While 2 Sisters Storteboom B.V. is currently in the “committed” phase, its journey highlights the first crucial step many Dutch and European companies are taking. Other examples found on the SBTi dashboard show companies with approved SBTi targets that have committed to:

  • Reducing absolute Scope 1 and 2 emissions by over 40% by 2030.
  • Sourcing 100% renewable electricity.
  • Reducing Scope 3 emissions from their value chain.

 

Insights from Successful Corporate Climate Strategies

Analyzing successful corporate climate strategies reveals several common themes. First and foremost, leadership buy-in is critical. When senior executives champion climate action, it cascades throughout the organization, unlocking the resources and cross-functional collaboration needed to achieve ambitious goals.

Another key insight is the importance of integrating climate strategies into core business operations. The most successful companies don’t treat sustainability as a separate department. Instead, they embed climate considerations into procurement, product design, and financial planning, turning their targets into a driver of innovation and efficiency.

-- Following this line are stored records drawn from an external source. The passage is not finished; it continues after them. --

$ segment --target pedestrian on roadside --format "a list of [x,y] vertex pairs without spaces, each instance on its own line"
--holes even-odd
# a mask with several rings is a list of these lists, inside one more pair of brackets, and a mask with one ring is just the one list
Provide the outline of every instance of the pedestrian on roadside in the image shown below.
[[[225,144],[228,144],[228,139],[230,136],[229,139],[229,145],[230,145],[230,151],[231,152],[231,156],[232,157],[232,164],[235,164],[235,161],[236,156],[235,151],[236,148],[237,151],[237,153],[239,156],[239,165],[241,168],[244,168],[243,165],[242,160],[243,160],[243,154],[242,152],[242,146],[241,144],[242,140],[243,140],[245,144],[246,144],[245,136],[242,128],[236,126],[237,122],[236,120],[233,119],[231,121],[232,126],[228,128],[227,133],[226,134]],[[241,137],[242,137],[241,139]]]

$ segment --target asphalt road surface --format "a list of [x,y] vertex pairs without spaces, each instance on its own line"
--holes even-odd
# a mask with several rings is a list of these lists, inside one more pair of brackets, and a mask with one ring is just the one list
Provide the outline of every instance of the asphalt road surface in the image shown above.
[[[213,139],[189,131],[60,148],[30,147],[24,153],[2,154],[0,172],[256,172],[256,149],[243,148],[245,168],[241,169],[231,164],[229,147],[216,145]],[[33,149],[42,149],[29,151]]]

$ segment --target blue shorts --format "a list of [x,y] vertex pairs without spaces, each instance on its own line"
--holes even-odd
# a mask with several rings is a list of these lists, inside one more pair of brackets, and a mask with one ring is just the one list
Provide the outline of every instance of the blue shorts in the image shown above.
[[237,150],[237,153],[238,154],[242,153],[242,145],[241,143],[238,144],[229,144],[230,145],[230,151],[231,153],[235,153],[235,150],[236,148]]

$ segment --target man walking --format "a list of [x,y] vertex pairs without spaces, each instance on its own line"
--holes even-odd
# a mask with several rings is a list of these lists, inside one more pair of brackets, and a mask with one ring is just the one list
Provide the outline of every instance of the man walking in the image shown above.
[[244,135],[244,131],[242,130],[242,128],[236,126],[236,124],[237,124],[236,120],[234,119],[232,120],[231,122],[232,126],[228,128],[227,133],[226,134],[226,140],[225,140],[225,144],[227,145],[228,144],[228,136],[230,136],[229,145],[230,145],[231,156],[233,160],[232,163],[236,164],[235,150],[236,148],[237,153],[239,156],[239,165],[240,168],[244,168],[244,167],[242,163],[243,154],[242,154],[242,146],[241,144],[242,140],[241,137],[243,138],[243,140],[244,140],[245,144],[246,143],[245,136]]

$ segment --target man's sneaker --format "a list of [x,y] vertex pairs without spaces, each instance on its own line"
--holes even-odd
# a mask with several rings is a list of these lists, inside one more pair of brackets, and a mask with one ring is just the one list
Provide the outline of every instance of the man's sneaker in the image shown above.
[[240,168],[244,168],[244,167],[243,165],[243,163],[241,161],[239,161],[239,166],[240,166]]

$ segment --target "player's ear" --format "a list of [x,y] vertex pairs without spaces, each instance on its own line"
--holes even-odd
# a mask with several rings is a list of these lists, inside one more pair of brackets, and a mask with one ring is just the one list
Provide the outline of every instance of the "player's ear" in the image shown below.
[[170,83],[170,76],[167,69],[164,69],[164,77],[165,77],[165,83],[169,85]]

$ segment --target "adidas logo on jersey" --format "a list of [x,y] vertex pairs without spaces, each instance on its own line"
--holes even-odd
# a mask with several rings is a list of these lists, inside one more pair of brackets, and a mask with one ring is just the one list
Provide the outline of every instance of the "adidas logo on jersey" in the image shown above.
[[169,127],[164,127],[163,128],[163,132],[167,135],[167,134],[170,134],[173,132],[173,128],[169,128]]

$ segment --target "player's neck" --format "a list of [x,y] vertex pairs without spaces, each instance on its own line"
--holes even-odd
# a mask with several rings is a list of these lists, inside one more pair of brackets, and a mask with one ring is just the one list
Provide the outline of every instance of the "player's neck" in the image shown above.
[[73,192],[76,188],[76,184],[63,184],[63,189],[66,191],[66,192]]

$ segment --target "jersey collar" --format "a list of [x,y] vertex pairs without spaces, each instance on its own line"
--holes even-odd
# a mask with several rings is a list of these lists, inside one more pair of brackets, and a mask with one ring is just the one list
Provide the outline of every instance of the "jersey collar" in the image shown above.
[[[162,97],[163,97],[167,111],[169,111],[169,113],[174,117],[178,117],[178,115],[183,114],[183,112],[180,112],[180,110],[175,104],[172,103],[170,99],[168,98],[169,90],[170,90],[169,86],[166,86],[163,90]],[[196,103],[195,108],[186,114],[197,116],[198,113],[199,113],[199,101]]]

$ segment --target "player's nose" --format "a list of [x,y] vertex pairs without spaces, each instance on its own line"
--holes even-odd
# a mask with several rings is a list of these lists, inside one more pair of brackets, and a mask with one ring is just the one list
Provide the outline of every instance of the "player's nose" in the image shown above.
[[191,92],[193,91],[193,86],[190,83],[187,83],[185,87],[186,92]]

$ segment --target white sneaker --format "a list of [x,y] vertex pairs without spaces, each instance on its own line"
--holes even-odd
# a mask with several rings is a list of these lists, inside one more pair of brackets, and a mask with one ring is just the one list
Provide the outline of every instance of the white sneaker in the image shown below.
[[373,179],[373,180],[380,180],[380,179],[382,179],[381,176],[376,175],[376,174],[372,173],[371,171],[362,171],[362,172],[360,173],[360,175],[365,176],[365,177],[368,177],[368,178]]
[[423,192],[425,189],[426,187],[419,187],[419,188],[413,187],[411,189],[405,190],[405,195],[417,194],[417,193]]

Finally, these companies leverage the guidance documents and frameworks provided by the SBTi to build robust and credible plans. They don’t reinvent the wheel but instead use established methodologies to address climate change. This ensures their corporate climate action is grounded in science and aligned with global best practices.

 

Conclusion

In conclusion, setting science-based targets is not just a regulatory checkbox; it’s a strategic move that empowers organizations and business leaders to align with global climate goals. By understanding the SBTi framework and following the structured target-setting process, companies can effectively reduce their greenhouse gas emissions while boosting their credibility among stakeholders. Remember, the journey doesn’t end once you set your targets; continuous monitoring and adaptation are crucial for long-term success. Embrace this transformative approach to achieve sustainability and drive meaningful change in your organization. To get personalized guidance on implementing these principles, don’t hesitate to book a free consultation with our experts today.

Frequently Asked Questions

 

How do companies get started with SBTi target setting?

To begin, you first register your commitment on the SBTi website. This starts a 24-month timeline during which you must calculate your greenhouse gas emissions, develop your targets with the target initiative, and submit them for the official publication of targets validation process.

How often should SBTi targets be reviewed and updated?

You should conduct an annual review of your progress against your targets. The SBTi also mandates a full target review and revalidation every five years. This ensures your goals remain aligned with the latest climate science and reflect any significant changes in your business operations since your base year.

Where can I access SBTi guidance documents and further support?

The SBTi services website is the primary resource for all official guidance documents, frameworks, and criteria. You can also join their mailing list for updates, and specific resources like the finance sector page are available for industry-specific information, including your full target language aligned with the latest climate science.

Why are SBTs important for EU companies?

For EU companies, setting science-based targets demonstrates a commitment to credible climate action that aligns with international standards like the Paris Agreement and the UN Global Compact. It enhances transparency for stakeholders and prepares your business for increasing regulatory and market pressures related to sustainability.

How can sustainability reporting add business value?

When done well, sustainability reporting enhances decision-making, builds stakeholder trust, reduces risk, and attracts capital. It helps companies identify inefficiencies, prioritize investments, and align sustainability performance with long-term strategy.